Wednesday's Child
- Author: Yiyun Li
- Genre: Short stories, literary fiction
- Publisher: Farrar, Straus and Giroux
- Publication date: September 5, 2023
- Pages: 256
- ISBN: 978-0374606374
- Preceded by: The Book of Goose

= Wednesday's Child (short story collection) =

2023 short story collection by Yiyun Li

Wednesday's Child is a 2023 short story collection by Chinese writer Yiyun Li, published by Farrar, Straus and Giroux. It includes 11 stories Li had written over the course of 14 years, all of which originally appeared in The New Yorker, Zoetrope: All-Story, and Esquire. The book was a finalist for the 2024 Pulitzer Prize for Fiction.

== Stories ==

| Title | Original publication |
| "Wednesday's Child" | The New Yorker |
"A Sheltered Woman"
"Hello, Goodbye"
"A Small Flame"
"On the Street Where You Live"
| "Such Common Life" –"Protein" –"Hypothesis" –"Contract" | Zoetrope: All-Story |
| "A Flawless Silence" | The New Yorker |
| "Let Mothers Doubt" | Esquire |
| "Alone" | The New Yorker |
"When We Were Happy We Had Other Names"
"All Will Be Well"

== Critical reception ==
In addition to being a finalist for the 2024 Pulitzer Prize for Fiction, the book was a finalist for the Story Prize, the Los Angeles Times Book Prize for Fiction, and the Mark Twain American Voice in Literature Award.
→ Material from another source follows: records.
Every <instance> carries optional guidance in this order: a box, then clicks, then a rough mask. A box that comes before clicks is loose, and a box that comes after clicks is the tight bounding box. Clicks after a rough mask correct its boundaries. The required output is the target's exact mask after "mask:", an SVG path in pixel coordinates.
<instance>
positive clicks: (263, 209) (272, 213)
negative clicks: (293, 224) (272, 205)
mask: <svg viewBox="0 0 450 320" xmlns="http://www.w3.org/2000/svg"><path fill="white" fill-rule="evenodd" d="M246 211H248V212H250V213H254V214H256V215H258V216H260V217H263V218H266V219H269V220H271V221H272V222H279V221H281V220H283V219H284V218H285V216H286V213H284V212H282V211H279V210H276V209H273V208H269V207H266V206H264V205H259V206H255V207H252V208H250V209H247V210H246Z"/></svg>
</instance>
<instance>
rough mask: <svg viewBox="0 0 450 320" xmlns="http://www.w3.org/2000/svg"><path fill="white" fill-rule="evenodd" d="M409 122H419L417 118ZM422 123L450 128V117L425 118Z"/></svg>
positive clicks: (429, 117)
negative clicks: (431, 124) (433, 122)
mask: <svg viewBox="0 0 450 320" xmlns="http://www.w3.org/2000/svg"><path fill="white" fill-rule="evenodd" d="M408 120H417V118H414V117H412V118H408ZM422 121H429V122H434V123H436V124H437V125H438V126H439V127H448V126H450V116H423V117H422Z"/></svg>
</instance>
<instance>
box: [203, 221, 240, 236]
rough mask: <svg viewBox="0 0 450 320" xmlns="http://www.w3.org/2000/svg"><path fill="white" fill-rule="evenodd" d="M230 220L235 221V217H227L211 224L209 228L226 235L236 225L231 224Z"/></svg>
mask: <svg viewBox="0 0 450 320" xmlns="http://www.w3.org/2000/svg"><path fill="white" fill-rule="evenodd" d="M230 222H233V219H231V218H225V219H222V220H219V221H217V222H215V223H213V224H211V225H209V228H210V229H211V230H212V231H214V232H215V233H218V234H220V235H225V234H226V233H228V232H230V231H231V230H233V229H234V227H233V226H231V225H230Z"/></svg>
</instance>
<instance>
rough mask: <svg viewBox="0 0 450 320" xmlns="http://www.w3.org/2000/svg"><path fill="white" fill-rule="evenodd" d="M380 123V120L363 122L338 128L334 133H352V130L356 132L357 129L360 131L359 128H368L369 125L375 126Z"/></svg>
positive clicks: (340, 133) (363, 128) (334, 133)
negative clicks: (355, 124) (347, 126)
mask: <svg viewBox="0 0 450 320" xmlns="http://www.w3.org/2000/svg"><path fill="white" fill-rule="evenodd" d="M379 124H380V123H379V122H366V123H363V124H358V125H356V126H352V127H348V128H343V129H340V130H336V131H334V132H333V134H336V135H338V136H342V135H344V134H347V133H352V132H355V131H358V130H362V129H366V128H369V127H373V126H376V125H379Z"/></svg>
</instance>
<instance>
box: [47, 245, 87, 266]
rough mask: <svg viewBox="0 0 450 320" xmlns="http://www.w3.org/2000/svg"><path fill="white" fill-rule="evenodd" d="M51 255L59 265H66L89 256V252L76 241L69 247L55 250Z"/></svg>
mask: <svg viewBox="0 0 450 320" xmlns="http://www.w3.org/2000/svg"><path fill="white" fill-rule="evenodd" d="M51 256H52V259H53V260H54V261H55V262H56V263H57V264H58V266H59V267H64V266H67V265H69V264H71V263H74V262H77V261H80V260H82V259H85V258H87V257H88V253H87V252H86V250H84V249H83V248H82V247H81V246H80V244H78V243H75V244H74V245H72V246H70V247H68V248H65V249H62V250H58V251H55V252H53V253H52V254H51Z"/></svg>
In a starred review, Kirkus Reviews called the stories "Quiet, beautiful accounts of journeys through hell." Also in a starred review, Publishers Weekly called it a "splendid and elegantly observed collection" and wrote that "these stories find Li at the top of her game."

The New York Times called the book a "triumphant, if more oblique, excavation of aging." The Times Literary Supplement observed the collection's "themes of care-taking and loss" and wrote it "may be full of woe, but it is also full of wonder." The Asian Review of Books called it "perhaps the most compelling yet" of Li's short story collections. One reviewer in The Guardian called the stories "bruising, beautiful tales"; another observed Li's approach to themes of grief. The Chicago Review of Books lauded Li's consistent writing of her subject matter, stating that "she’s once again shown us why she’s remained such a treasured guide to the lands of grief over the past twenty-plus years." NPR noted that "compassion, coupled with Li's gorgeous prose and painstaking attention to detail, is what makes these stories so beautiful, so accomplished."

Kirkus Reviews, Esquire, and Vulture included the book on their respective Best Books of 2023 lists. Los Angeles Times considered it an anticipated read for fall and later placed it on their Best Novels of 2023 list. NPR placed it on their Books We Love list for 2023.